Now the next thing you might expect me to say would be that I should have broken away from this group immediately, lest I be made subject to their coercive methods again and again. At least that's the road I've been leading you down, but that's not what I am here to say. I loved those guys. I loved being a part of our group. Ordinarily, I liked the activities we did together. It was just this one time I didn't want to participate, and I did anyway. And it felt rotten. I felt rotten for saying I didn't want to go, and they made me feel rotten for saying so. I felt rotten going on the trip and was happy when it was over.

What's the solution here? We are all part of some sort of social state. How does the effect of tacit consent become coersion so quickly?

The duty of a citizen is to actively participate in a social state, so there is no avoiding this. I think there are two lessons here.

(1) Since it is the duty of a citizen to actively participate in order in improve the state, perhaps I should have made a larger effort at shaping the future weekend's activities. Perhaps directed the effort towards something I would have found preferable to one more weekend in the woods. Making the jump to the modern state, a citizen should be a little more proactive is shaping the direction of his organization. I think this means more than voting or contributing campaign money. It means reading and getting smart on what's happening, communicating with civic leaders, teaching the next generation the trails of civic participation, and more.

(2) It was probably not wrong for that group to have expectations from me. I had up until that point happily participated in all activities and had not raised a complaint. I hadn't ever had a reason to complain. What was probably wrong were the coercive tactics we regularly used to demand compliance. In a society, this kind of compulsory cooperation cannot be right. Participation in a society should be deliberate and willful, and should not be assumed merely by participation.

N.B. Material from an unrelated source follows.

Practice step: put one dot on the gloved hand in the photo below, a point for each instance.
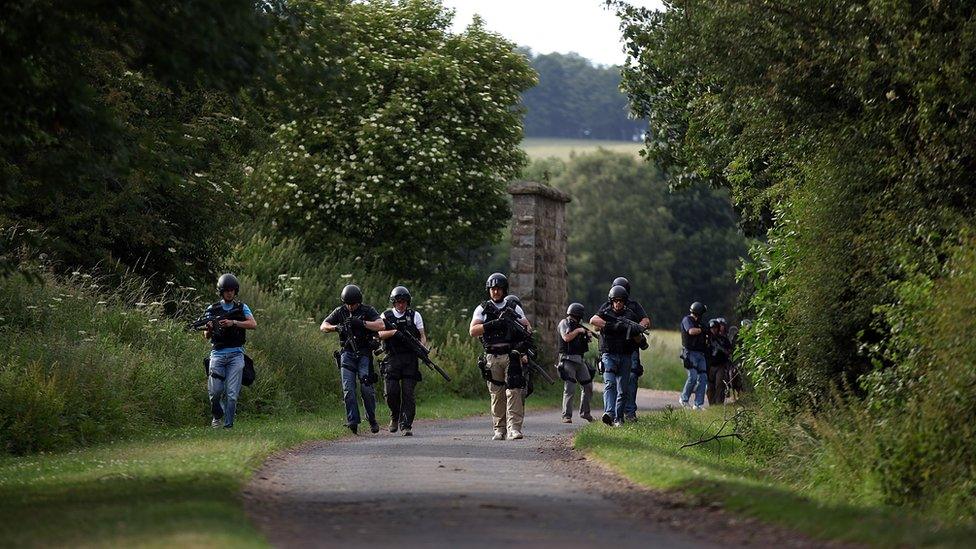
(357, 323)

So I've been thinking about my role as a friend in this group. What were my responsibilities? What were the group's responsibilities? What were the roles and obligations, if any? Starting with a look at a clique of friends, and a little help from an anarchist, I think I've got one more sense of what it means to be a citizen. A thoughtful, willful, participating citizen.

-Justin

1 comments:

Matt Purvis said...

I can't get more than a form letter out of my senator and congressional representative. Unfortunately, they don't seem to have open door policies. Short of making major monetary contributions, how do I get my voice heard? Civics is a class of the past. Is it coincidental that school children are no longer taught their civic duties?